It’s been a long time between drinks for a Pepper Keenan infused Corrosion Of Conformity to come to Australia and tonight they finally arrive having completed, as Pepper calls it, ‘a long way to swim’.
While the band have been struck with tragedy a little over a week ago when founding member and drummer Reed Mullin passed away, the wily old road dogs in the band honour their former sticksman by ploughing on and spreading the word of COC.
That word has filtered from the band throughout the metal scene over the last thirty years to bands like Adelaide’s Emergency Rule, who open tonight with a heavy groove you can dance to. The ferocity from the speakers of the dual guitar attack, underpinned with ‘as heavy as a herd of elephants’ rhythm section, brings everyone in from the bar to check them out. The riffs are straight out southern rock, the duelling solos sound electric and for half hour, Emergency Rule own everyone’s attention.
Corrosion Of Conformity have always been on that little-to-the-side of what people think of southern/ doom/ sludge-whatever you want to call it music. They started as a punk band, added a dollop of Sabbath to make them metal and have been unfairly lumped into any category whichever lazy journalist was writing. Underneath all this though are four extremely talented musicians who, like Sabbath, seem to have the basis of their music in blues and jazz. Just played with really loud instruments.
Pepper Keenan, in trademark wristbands, gets the heavy grinding riffs underway with Seven Days from the bands epic Deliverance album, as Mike Dean’s crazy bass takes the songs in all sorts of random directions. The band shows its diversity by going 100 mph on Paranoid Opioid which brings guitarist Woody Weatherman to the fore as the lead into Broken Man, which sounds as fresh as the day of release.
Keenan performs like your mate who has made it, he’s warm, affable and that boy can play a mean guitar as Albatross turns it up another notch.

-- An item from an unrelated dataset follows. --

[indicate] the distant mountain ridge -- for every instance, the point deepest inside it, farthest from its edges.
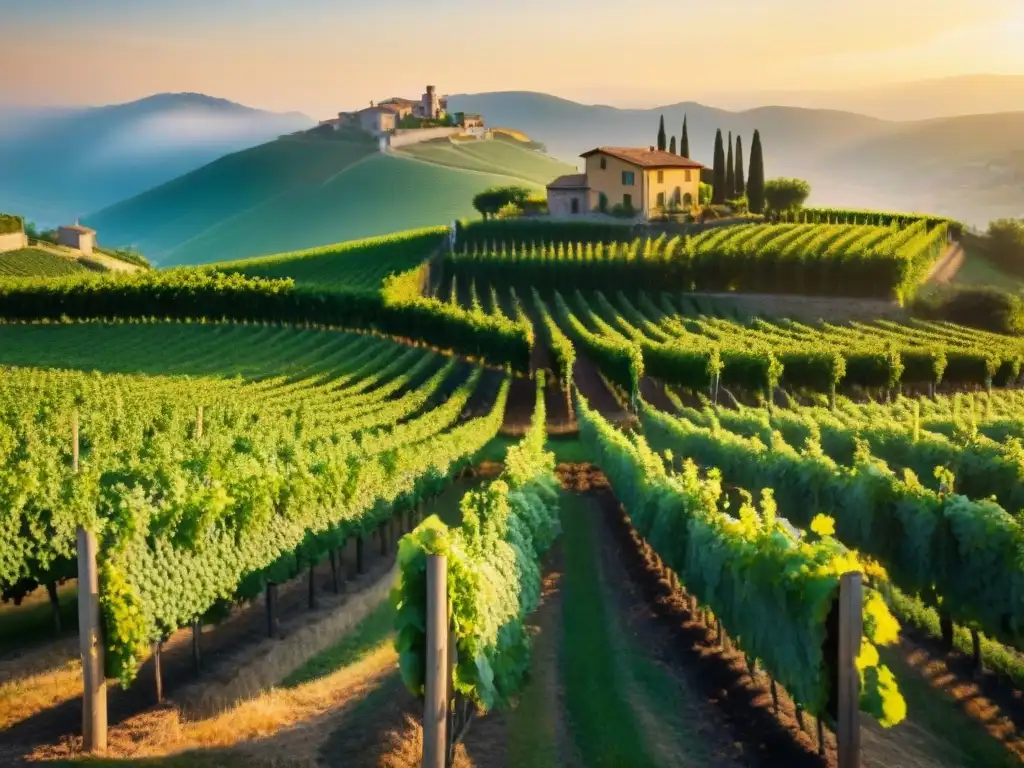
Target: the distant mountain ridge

As founding member Reed Mullin passed away last week, Keenan and the boys take this moment to mention their friend and deliver a poignant and emotional 13 Angels in which you feel Keenan’s pain through his solo.
Dropping The Door and a brutally groovy Diablo Blvd are enough to leave most people dazed however COC ramp it up again with the still politically relevant Vote With A Bullet.
It’s during the bands encore, which starts with Born Again For The Last Time, that we see what makes live music and watching band like this so special. As the speakers basically overheat from Keenan’s performance, the band casually keep the groove going in the background while Keenan and crew make light humour of the situation. It’s in here the jazz funk component becomes clear as the band jam away before Keenan eventually fires back up.
Finishing with an epic ten minute version of Clean My Wounds, which features little cameos of Jimi Hendrix, the ecstatic crowd have been treated to an audio blast of southern good time metal. Everyone raises their glasses and celebrates Mullins legacy as his music lives on in what was an exceptionally great show. The ferocious blast of sound matching levels of Motorhead proportions, as we leave with our heads banging and ears ringing.